Timing Checks You Can Use Week By Week

Here’s a practical reference for what your week count usually controls. This is not a full prenatal schedule, since timing varies by country, clinic, and risk factors. It’s a quick way to see why the dating method matters.

Timing Anchor What It Influences Why Week Accuracy Helps
Dating scan window Setting the clinic’s official due date Early measurements line up best with gestational age
First trimester screening windows Blood tests and scan-based screening timing Some results depend on gestational week
Anatomy scan timing Detailed fetal structure review Scheduling hinges on a reliable week count
Growth checks later in pregnancy Tracking fetal size trends Trend interpretation needs consistent dating
Viability and preterm definitions How “weeks” are used in medical notes Gestational age is the shared clinical language
Due date planning Work plans, childcare, travel limits A stable EDD keeps plans grounded

Fast Self-Check: Which Method Fits You Today?

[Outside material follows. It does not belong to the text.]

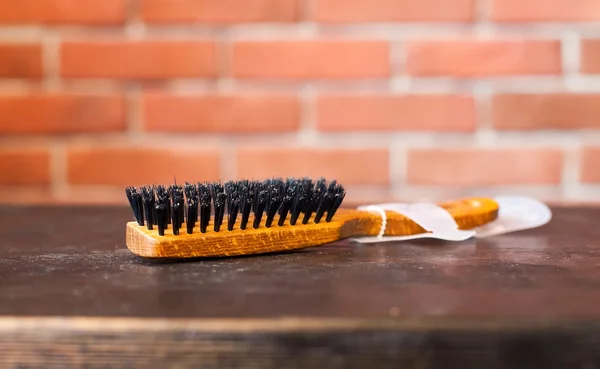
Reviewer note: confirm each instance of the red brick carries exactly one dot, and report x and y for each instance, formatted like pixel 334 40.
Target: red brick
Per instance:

If you want a quick decision path, use this:

  • You know your LMP clearly: Start with LMP dating, then confirm at the first scan.
  • Your cycles are irregular or your LMP is fuzzy: Put more weight on early ultrasound dating.
  • You tracked ovulation with tests: Keep that date in your notes, but expect clinics to translate it into gestational weeks.
  • You did IVF: Use transfer dating as your anchor.

The aim is one clean week count that stays steady across the rest of pregnancy. Chasing different app outputs tends to raise stress without improving clarity.

A Simple Checklist To Keep Your Dating Clean

Before your next appointment, this checklist can save back-and-forth on dates:

  • Confirm the first day of your last normal period (not spotting)
  • Write down average cycle length from the last few months
  • List any ovulation test dates if you used them
  • Bring your first scan report date and the gestational age listed
  • Use one primary due date for planning once your clinic sets it

When you walk in with those details, your clinician can set dating cleanly and keep care timing consistent from that point on.